Cupertino's Sinister Plans For Apple Watch
Wondering how you’d exchange info between smartwatches when their displays are so small? Apple thinks it has an easy answer: make the same gestures you already use to greet your friends. The tech firm has applied for a patent on a system that exchanges data between wearables (presumably Apple Watches) whenever both people make a similar greeting gesture, such as a handshake, bow or fist bump.
While other methods of greeting are accounted for, this patent seems primarily interested in handshakes. For Scouts and Millennials, I suppose it might work, but most people are right handed, and most of them wear their Apple Watches on their left wrists. In the business world of old (and in most of the rest of the world besides), southpaw handshakes are a big no-no. In some cultures, it might cost you that good job or big promotion. In others, it might cost you a whole lot more. This mechanism could be useful for swapping business cards, but again, most cases would require a pretty distinct faux pas to get that done. The Devil’s in the details.
Still, kudos to Apple for trying to make us lefties feel a little less left out.

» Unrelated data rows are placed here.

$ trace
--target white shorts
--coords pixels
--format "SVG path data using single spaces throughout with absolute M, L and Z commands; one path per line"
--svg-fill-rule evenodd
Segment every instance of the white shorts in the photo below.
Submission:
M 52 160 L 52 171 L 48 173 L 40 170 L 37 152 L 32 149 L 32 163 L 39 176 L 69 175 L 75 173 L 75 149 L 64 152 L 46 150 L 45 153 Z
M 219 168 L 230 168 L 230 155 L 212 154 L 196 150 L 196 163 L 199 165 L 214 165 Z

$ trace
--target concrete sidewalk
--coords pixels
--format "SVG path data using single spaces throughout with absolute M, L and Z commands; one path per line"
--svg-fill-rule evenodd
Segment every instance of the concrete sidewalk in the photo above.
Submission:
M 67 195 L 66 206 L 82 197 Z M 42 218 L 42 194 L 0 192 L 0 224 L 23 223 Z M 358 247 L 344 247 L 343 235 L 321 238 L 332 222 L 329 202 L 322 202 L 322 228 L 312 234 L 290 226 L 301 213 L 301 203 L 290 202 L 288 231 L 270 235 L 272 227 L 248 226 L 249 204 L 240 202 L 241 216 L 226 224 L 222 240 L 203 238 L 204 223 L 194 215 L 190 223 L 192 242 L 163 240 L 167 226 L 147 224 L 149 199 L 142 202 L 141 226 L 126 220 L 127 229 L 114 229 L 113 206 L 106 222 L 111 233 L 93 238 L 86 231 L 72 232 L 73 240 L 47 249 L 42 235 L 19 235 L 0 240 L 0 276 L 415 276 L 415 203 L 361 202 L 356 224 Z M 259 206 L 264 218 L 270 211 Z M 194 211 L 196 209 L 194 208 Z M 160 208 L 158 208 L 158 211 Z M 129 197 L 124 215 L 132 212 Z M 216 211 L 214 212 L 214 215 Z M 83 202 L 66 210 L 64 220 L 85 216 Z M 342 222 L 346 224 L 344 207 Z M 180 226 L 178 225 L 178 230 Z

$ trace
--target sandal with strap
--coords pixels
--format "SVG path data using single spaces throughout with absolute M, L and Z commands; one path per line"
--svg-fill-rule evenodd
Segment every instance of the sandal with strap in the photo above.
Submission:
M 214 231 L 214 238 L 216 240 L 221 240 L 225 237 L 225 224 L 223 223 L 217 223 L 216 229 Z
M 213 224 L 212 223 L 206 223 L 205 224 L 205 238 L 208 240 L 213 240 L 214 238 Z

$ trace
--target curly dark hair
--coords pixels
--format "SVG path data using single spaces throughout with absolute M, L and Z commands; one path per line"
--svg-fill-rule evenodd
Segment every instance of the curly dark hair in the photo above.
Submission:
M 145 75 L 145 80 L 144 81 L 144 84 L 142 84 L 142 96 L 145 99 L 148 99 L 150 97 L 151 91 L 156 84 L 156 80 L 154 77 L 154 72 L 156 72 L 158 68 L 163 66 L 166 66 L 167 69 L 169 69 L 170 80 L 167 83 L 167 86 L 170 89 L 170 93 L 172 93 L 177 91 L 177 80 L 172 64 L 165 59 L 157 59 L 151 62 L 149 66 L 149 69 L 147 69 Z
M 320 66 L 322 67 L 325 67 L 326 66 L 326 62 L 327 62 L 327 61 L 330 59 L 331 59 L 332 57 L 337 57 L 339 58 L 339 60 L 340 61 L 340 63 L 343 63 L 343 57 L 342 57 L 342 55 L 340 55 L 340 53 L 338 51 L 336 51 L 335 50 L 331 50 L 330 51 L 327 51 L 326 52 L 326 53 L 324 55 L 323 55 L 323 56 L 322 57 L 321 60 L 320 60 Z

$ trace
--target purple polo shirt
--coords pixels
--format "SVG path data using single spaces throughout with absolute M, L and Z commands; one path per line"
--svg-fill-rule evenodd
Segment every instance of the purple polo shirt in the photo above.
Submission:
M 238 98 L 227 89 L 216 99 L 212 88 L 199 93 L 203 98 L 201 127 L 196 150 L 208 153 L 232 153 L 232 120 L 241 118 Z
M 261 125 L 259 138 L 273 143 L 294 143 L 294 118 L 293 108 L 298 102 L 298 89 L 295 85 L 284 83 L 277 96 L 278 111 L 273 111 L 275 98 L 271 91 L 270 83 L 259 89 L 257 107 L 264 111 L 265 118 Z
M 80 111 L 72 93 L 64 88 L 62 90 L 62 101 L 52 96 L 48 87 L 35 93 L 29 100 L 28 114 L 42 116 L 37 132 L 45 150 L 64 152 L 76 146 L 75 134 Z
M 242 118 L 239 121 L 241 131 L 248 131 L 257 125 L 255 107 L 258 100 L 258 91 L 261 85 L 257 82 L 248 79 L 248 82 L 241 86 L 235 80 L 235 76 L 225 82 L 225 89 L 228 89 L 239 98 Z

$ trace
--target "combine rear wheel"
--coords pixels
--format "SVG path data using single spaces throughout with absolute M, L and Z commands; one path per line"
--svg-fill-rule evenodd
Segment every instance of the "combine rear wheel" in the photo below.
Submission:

Now, about the tech behind the filing itself: Proximity-based NFC and Bluetooth file-sharing is by no means a new concept. Smartphones have been doing this for years, and as an extension of AirDrop, this seems hardly worth patenting. Of course, everything’s worth patenting if you can actually get the patent, and Apple’s one of the biggest players at the USPTO.
As far as the convenience factor, however, I dont see this being a better solution than those already existing on handhelds. To share a file like this, you’ve first got to launch the requisite app, pick the file in question, and then set to bumping uglies.

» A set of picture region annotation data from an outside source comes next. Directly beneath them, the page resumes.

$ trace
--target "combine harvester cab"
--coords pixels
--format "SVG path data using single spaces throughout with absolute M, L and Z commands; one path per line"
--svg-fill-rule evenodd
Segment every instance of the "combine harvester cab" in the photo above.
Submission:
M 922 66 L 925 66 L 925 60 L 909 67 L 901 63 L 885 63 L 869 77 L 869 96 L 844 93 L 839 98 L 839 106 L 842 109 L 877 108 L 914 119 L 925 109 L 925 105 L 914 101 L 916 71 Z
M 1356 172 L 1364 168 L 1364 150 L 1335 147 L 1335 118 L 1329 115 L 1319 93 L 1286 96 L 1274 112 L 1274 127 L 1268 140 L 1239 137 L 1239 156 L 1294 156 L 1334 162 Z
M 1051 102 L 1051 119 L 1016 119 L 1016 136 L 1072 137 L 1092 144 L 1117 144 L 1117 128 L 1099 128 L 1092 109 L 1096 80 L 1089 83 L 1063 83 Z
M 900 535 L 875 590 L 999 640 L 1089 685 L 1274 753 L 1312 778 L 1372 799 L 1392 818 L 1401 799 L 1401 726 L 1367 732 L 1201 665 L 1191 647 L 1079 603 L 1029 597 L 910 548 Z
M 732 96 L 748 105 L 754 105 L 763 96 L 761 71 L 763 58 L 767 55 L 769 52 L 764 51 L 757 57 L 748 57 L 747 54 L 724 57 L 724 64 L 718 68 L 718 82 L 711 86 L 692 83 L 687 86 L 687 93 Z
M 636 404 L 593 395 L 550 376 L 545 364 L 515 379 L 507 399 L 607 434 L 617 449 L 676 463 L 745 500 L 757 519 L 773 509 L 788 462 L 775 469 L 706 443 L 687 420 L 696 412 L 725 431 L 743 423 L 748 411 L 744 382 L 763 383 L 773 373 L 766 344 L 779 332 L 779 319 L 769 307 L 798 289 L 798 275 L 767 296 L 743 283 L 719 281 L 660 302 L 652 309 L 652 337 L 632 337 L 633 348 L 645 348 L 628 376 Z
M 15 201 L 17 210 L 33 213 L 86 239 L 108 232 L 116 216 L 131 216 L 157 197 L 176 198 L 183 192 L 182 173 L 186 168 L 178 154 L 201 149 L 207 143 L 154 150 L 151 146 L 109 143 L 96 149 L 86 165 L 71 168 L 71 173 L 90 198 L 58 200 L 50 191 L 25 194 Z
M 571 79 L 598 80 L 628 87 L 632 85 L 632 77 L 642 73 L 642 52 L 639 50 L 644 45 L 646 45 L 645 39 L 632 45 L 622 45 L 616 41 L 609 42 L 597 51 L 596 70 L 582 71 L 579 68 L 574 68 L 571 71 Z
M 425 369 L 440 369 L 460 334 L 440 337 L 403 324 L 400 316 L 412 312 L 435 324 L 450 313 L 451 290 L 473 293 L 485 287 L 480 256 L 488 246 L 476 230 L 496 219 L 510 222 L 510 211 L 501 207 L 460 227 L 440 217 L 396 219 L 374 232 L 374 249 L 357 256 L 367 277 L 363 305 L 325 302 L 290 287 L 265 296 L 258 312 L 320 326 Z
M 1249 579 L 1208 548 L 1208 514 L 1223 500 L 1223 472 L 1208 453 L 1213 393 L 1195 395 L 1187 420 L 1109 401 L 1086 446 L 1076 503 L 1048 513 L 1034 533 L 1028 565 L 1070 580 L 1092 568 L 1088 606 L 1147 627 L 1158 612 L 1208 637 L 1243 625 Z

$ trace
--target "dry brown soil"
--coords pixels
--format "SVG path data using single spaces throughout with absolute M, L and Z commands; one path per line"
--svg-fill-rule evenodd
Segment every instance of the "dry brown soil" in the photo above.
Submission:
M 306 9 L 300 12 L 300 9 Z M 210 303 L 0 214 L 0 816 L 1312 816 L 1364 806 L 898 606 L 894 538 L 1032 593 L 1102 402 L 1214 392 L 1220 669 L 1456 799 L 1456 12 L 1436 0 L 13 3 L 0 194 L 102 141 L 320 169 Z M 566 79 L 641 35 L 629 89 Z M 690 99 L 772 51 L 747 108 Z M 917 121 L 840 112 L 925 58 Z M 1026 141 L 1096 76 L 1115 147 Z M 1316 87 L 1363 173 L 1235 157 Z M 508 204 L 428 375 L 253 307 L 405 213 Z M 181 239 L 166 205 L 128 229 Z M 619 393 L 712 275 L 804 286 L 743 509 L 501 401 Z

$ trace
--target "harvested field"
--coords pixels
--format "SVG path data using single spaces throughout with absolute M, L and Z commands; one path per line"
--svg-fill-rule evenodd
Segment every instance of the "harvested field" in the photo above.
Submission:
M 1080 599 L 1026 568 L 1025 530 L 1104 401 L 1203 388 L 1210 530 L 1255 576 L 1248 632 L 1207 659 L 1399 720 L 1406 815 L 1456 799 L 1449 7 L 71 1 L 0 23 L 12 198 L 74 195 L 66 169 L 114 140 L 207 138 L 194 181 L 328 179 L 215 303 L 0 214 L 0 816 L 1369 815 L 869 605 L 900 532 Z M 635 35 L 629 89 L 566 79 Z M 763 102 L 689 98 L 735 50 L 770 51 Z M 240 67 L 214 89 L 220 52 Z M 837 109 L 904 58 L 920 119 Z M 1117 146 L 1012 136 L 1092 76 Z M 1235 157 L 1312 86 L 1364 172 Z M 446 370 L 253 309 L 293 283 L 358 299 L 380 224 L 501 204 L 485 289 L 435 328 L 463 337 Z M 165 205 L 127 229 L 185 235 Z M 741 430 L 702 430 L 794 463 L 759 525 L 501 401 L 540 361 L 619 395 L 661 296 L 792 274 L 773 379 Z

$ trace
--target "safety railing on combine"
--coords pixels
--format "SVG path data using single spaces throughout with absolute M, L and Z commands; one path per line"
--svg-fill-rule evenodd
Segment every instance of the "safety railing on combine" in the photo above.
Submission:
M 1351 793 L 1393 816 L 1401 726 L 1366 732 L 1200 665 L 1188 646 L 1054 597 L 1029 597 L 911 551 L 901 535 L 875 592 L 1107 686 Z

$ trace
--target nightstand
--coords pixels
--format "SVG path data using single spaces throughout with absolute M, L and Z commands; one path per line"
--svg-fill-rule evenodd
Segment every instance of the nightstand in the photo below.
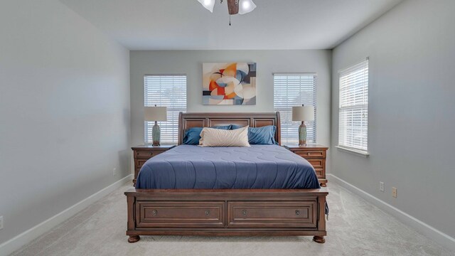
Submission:
M 176 145 L 152 146 L 151 144 L 146 144 L 131 148 L 133 149 L 133 155 L 134 156 L 134 178 L 133 179 L 133 184 L 136 186 L 137 175 L 141 170 L 141 167 L 142 167 L 147 160 L 169 150 L 175 146 Z
M 321 145 L 306 144 L 285 145 L 290 151 L 304 158 L 314 168 L 318 180 L 321 186 L 326 186 L 327 179 L 326 178 L 326 156 L 327 156 L 328 147 Z

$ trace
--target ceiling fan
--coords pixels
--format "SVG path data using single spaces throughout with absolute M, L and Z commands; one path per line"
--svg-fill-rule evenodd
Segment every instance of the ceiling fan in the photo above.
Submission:
M 198 0 L 203 6 L 210 12 L 213 12 L 215 2 L 217 0 Z M 220 0 L 223 4 L 223 0 Z M 228 10 L 229 11 L 229 26 L 230 26 L 230 15 L 247 14 L 256 8 L 256 4 L 252 0 L 226 0 L 228 2 Z

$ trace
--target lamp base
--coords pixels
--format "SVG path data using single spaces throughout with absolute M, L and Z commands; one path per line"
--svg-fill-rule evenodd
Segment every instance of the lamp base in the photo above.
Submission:
M 304 146 L 306 144 L 306 125 L 304 121 L 299 127 L 299 146 Z
M 161 130 L 158 122 L 155 121 L 155 125 L 151 129 L 151 140 L 153 146 L 159 146 L 159 137 Z

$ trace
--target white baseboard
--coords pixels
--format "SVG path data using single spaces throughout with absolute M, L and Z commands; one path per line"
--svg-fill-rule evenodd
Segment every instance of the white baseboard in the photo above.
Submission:
M 404 211 L 391 206 L 383 201 L 368 193 L 367 192 L 361 190 L 360 188 L 348 183 L 346 181 L 336 176 L 333 174 L 327 174 L 328 180 L 330 181 L 334 181 L 340 184 L 343 188 L 350 191 L 351 192 L 360 196 L 365 200 L 376 206 L 378 208 L 382 210 L 385 210 L 392 215 L 399 219 L 402 223 L 414 228 L 419 233 L 428 237 L 429 239 L 439 243 L 441 245 L 446 247 L 451 250 L 455 250 L 455 238 L 450 235 L 444 233 L 431 225 L 419 220 L 414 217 L 405 213 Z
M 114 191 L 115 189 L 121 187 L 127 182 L 131 182 L 132 180 L 132 174 L 130 174 L 80 201 L 74 206 L 56 214 L 55 215 L 44 220 L 33 228 L 24 231 L 23 233 L 2 243 L 0 245 L 0 256 L 6 256 L 13 253 L 16 250 L 20 249 L 22 246 L 28 244 L 34 239 L 38 238 L 40 235 L 49 231 L 58 224 L 84 210 L 90 204 L 101 199 L 102 197 Z

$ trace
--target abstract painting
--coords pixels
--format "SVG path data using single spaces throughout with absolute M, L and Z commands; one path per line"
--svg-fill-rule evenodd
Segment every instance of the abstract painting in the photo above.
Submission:
M 256 105 L 256 63 L 203 63 L 203 105 Z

How on Earth Apple might make this procedure smarter (i.e. faster and more convenient) is anyone’s guess, but the context of person-to-person file-sharing is so subjective and dynamic — even between the same two people day after day after day — that any kind of pattern-based, automated system seems unlikely to yield much more than a headache for its users. That’s why it’s not done all that much already in the real world.

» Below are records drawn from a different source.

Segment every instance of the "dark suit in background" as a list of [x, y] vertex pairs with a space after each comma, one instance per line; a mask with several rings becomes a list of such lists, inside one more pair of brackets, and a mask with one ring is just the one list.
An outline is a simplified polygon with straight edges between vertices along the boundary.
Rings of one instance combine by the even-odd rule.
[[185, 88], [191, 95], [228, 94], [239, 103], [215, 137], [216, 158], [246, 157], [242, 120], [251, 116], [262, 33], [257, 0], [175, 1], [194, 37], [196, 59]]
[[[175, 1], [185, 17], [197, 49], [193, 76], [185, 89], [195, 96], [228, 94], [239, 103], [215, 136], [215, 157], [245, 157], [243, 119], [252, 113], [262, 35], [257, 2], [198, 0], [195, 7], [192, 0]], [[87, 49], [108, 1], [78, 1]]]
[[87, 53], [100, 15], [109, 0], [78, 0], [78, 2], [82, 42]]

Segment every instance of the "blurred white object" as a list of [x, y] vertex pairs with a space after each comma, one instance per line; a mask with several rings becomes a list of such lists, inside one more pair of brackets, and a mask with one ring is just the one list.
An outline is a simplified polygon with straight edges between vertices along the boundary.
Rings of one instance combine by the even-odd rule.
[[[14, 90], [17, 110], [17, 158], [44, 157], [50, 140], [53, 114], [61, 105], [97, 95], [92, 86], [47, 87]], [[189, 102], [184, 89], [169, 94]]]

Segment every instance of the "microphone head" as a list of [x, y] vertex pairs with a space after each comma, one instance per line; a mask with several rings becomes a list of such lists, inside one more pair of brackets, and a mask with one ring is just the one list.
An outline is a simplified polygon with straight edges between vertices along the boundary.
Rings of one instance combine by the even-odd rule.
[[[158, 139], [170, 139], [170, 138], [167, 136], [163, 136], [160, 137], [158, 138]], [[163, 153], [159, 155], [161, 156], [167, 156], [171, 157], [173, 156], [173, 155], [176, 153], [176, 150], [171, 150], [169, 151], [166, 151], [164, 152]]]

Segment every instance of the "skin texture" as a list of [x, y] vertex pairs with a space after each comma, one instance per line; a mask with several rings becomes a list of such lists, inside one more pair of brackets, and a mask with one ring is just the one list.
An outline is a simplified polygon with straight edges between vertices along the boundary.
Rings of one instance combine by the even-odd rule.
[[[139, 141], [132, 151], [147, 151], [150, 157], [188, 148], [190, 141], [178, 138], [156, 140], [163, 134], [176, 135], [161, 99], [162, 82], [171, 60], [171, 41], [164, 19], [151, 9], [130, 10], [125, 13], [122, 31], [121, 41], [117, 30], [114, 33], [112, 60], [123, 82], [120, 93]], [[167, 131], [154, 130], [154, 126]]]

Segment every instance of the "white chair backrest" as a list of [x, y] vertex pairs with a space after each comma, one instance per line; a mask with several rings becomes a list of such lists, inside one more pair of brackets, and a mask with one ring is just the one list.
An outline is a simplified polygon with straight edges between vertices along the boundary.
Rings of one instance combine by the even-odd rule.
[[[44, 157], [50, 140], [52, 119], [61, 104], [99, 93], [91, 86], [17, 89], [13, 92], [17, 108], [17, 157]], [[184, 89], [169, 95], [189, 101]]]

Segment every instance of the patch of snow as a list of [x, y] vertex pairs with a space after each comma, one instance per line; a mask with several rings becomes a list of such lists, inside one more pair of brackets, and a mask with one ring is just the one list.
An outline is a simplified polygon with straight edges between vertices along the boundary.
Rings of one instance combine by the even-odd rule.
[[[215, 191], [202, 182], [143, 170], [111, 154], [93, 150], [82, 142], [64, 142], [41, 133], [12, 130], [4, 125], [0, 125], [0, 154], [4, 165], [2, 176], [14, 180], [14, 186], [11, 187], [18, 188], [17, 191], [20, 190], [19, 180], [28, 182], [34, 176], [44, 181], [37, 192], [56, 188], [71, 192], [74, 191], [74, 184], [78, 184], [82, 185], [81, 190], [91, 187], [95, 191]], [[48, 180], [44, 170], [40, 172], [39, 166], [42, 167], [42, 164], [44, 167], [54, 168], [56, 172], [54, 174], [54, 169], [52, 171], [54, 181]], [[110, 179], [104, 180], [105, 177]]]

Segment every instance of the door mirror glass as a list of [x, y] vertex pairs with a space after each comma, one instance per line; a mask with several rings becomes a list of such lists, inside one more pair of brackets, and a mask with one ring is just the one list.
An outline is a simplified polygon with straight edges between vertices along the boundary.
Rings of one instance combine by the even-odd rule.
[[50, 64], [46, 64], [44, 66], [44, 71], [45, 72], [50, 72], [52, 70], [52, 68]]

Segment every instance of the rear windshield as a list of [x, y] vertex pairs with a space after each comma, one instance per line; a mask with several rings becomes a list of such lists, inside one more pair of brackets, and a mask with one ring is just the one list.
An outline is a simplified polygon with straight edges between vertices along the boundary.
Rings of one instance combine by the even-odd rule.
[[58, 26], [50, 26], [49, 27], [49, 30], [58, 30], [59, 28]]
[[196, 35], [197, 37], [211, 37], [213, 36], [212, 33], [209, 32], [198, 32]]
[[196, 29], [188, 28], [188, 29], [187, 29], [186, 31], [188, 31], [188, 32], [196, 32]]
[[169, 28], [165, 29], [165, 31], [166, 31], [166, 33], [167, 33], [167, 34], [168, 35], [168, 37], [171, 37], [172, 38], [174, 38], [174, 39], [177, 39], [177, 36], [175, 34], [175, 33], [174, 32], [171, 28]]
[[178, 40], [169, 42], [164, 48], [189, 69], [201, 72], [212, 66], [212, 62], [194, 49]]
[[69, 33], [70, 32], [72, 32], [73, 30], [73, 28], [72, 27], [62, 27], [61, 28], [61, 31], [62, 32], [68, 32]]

A 3DS StreetPass-esque app where random passersby might send you Digital Touch messages could be amusing if sandboxed properly, but for actual file sharing — Heck, what files can you even store on Apple Watch worth sharing in the first place? And if all this is just another iPhone controller, there seems to be too much inherent setup to make the extra step worth anyone’s while. If you’re already assigning files, rules, and parameters on iPhone, just let your iPhone handle the whole shebang.
Parlor tricks and novelties aren’t going to sell Apple Watch.
Nobody cares about sending out their heartbeat.